Dünyada her türden gizemli şey vardı. Birbirine o kadar çok benzeyen, hatta aynı göründükleri söylenebilecek iki kişi olduğunu düşünmek. Çok şaşırtıcıydı.
Bayan Qing Shui’nin ona şaşkınlıkla baktığını gördüğünde ifadesinde hiçbir değişiklik olmadı. Ancak “Efendim, daha iyi silahlara mı bakmak istiyorsunuz?” dedi.
“Ah, üzgünüm. Bayan, bir arkadaşıma çok benziyorsunuz. Daha doğrusu, tamamen aynı göründüğünüzü söyleyebilirim,” dedi Qing Shui usulca.
“Dünyada birbirine benzeyen çok fazla insan var. Bu hiçbir şey.” Bayan yavaşça dedi.
“Bunu inanılmaz buluyorum. Onu buraya sizinle tanıştırması için getirememem çok yazık. Aksi takdirde ikiniz kesinlikle iyi arkadaş olursunuz.” Qing Shui içini çekti.
“Ah? Görünüşe göre gerçekten bana benziyor,” dedi bayan biraz merakla.
Qing Shui, Wenren Wugou’nun anılarına dayanarak çizdiği bir portresini ortaya çıkardı. Onun birçok portresi vardı ve bu onun için onu anmanın bir yoluydu.
“Bakın, ikiniz sadece ifadeleriniz farklı. Diğer yönlerden neredeyse aynı görünüyorsunuz.”

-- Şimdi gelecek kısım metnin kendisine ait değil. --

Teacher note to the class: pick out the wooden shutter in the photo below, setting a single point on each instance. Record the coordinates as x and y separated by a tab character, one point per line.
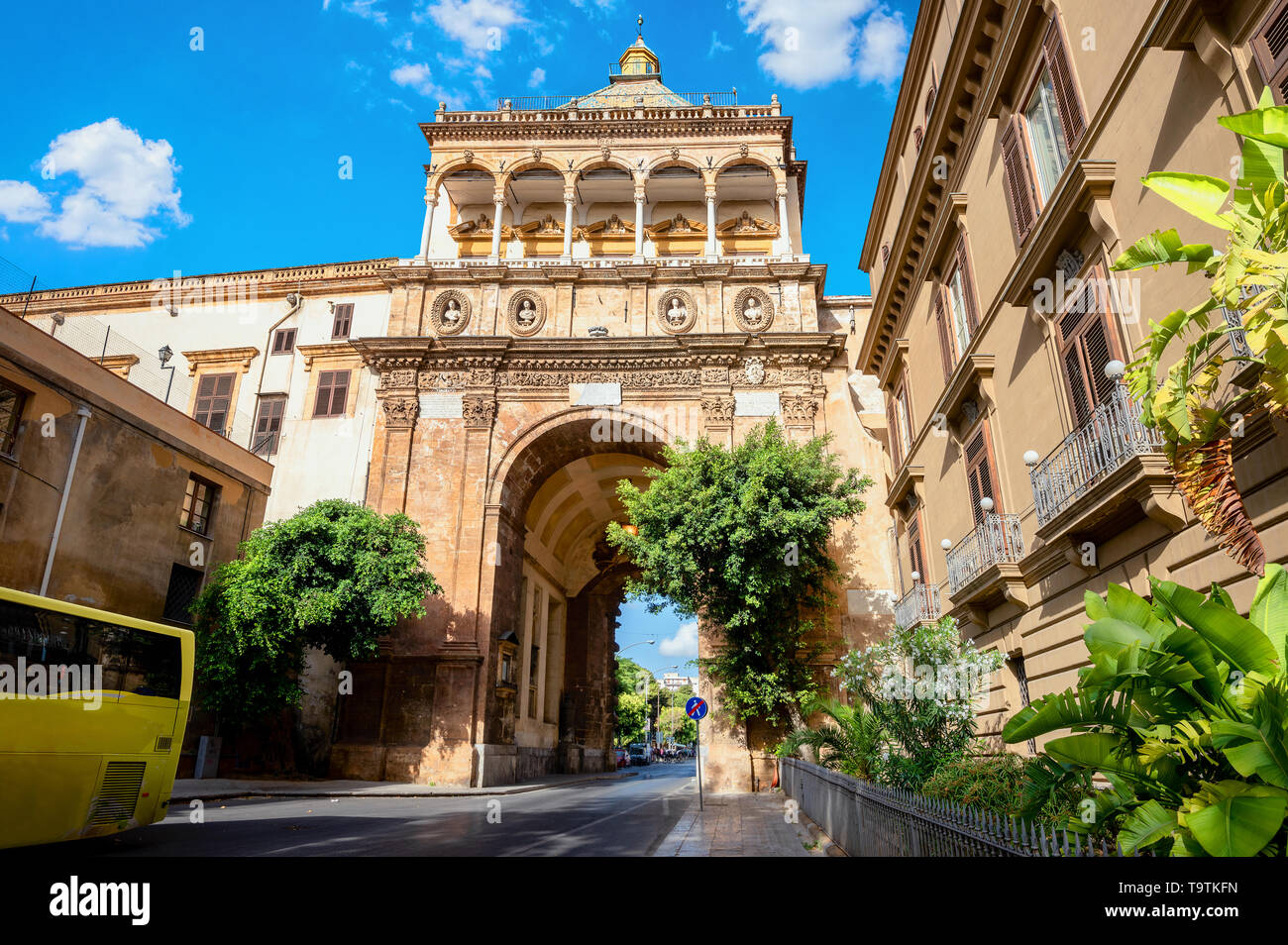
945	343
1270	50
967	287
1020	196
343	321
214	396
896	452
914	557
1086	347
1065	89
980	477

Bayan portreyi görünce o da şaşkına döndü. Tablodaki kadının kendisi olmadığından emindi ama aynı görünüyorlardı. Sadece tablodaki kadın daha da çekici görünüyordu. Uzun uzun baktıktan sonra şöyle dedi: “Bunu sıradan bir şekilde söylediğini sanıyordum. Nasılmış? Ben de onunla tanışmak isterim.”
“Yapamayacaksın. Onlarca yıl önce gitti,” dedi Qing Shui başını salladı ve kasvetli bir şekilde söyledi.
“Özür dilerim.”
“Sorun değil. Karımın ablasıydı. Zamanı gelince karımı seninle tanıştırmaya getirebilir miyim?” Qing Shui söylemeden önce biraz düşündü.
“Yapabilirsin.”
Farkında olmadan içeriye girmişlerdi. Oradaki silahların sayısı çok daha azdı, dışarıdaki silahların %10’unu geçmiyordu. Ancak oradaki silahlar açıkça dışarıdaki silahlardan kat kat daha iyiydi.

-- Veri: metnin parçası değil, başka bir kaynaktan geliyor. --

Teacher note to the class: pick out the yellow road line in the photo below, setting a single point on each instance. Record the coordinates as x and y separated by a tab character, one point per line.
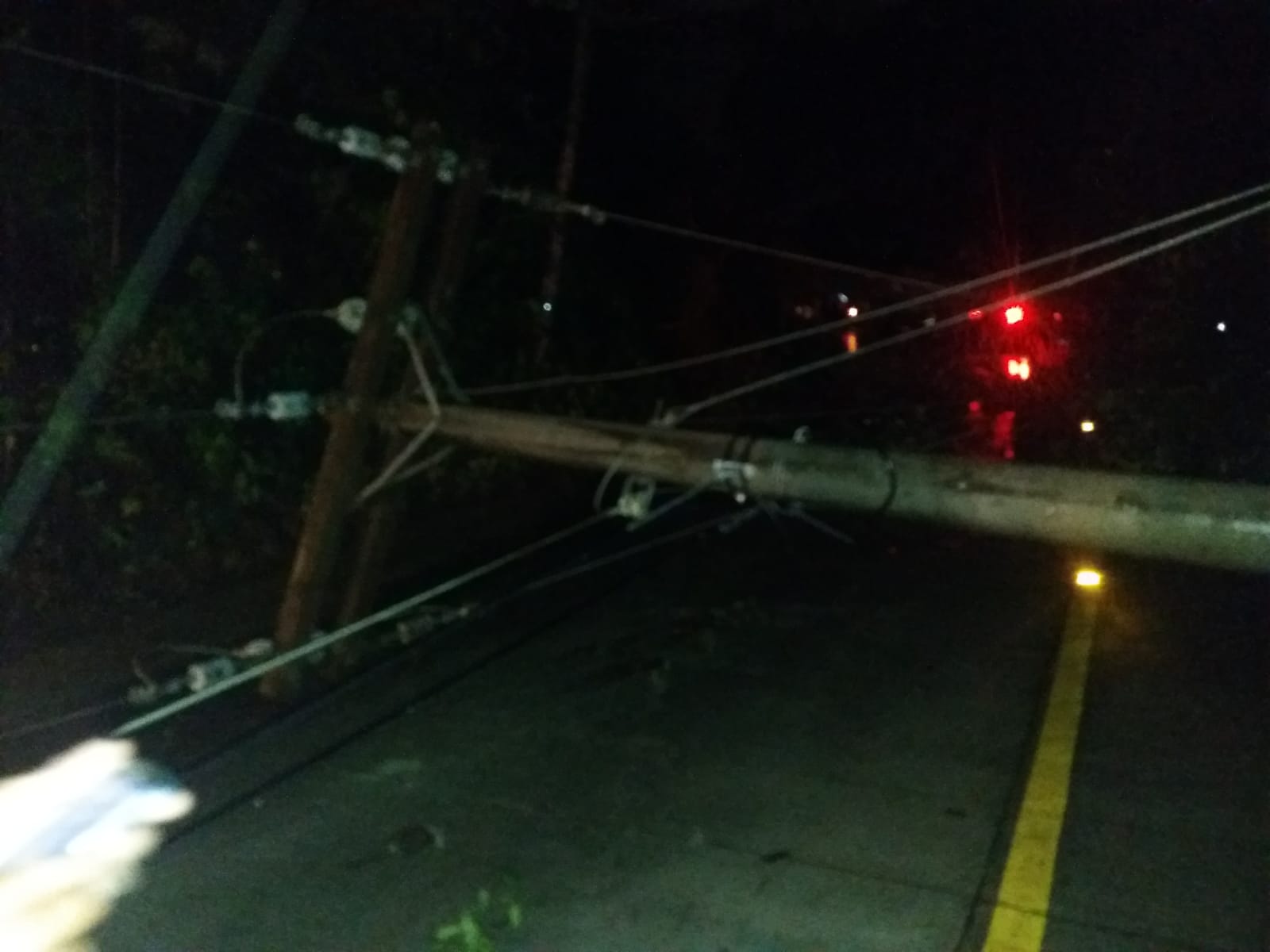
1022	901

Qing Shui bir göz attı. Orada demirci yoktu. Ancak çok uzun bir süre sonra konuştu: “Bütün bu silahları kendin mi dövdün?”
“Evet, doğru,” diye yanıtladı bayan nazikçe. Pek konuşmayı sevmiyormuş gibi görünüyordu.
Qing Shui oraya bir göz attı. Hayal ettiğinden pek de farklı değildi.
O gerçekten bir demirci güzelliğiydi. Wenren Wugou’nun görünüşü Wenren Wu-shuang’ınkini pek fazla kaybetmedi ve bu bayan Wenren Wugou’nun neredeyse aynısıydı. İkisi de aynı olgunluğa, zarafete ve hafif kıvrımlara sahipti. Göğsündeki ikiz tepeleri canlı, yuvarlak ve çok dikkat çekiciydi.
Qing Shui onunla hiç ilgilenmiyordu. O zamanlar Wenren Wugou’ya ablası gibi davranmıştı. Ancak Wenren Wugou hala hayatta olsaydı ilişkilerinin nasıl gelişeceği hakkında hiçbir fikri yoktu. Bu kadını gördükten sonra Qing Shui’nin özel bir hissi vardı. Sanki o çekici kadın karşısında duruyordu. Bu abla onda çok güçlü bir izlenim bırakmıştı.
“Buradaki silahlar sizi tatmin edecek düzeyde mi?” Bayan yavaşça söyledi. Qing Shui’nin bir kez daha düşüncelere daldığını görünce biraz rahatsız hissetti. Sonuçta Qing Shui onun için sadece bir yabancıydı ve kendisine bu şekilde bakılmasından hoşlanmazdı.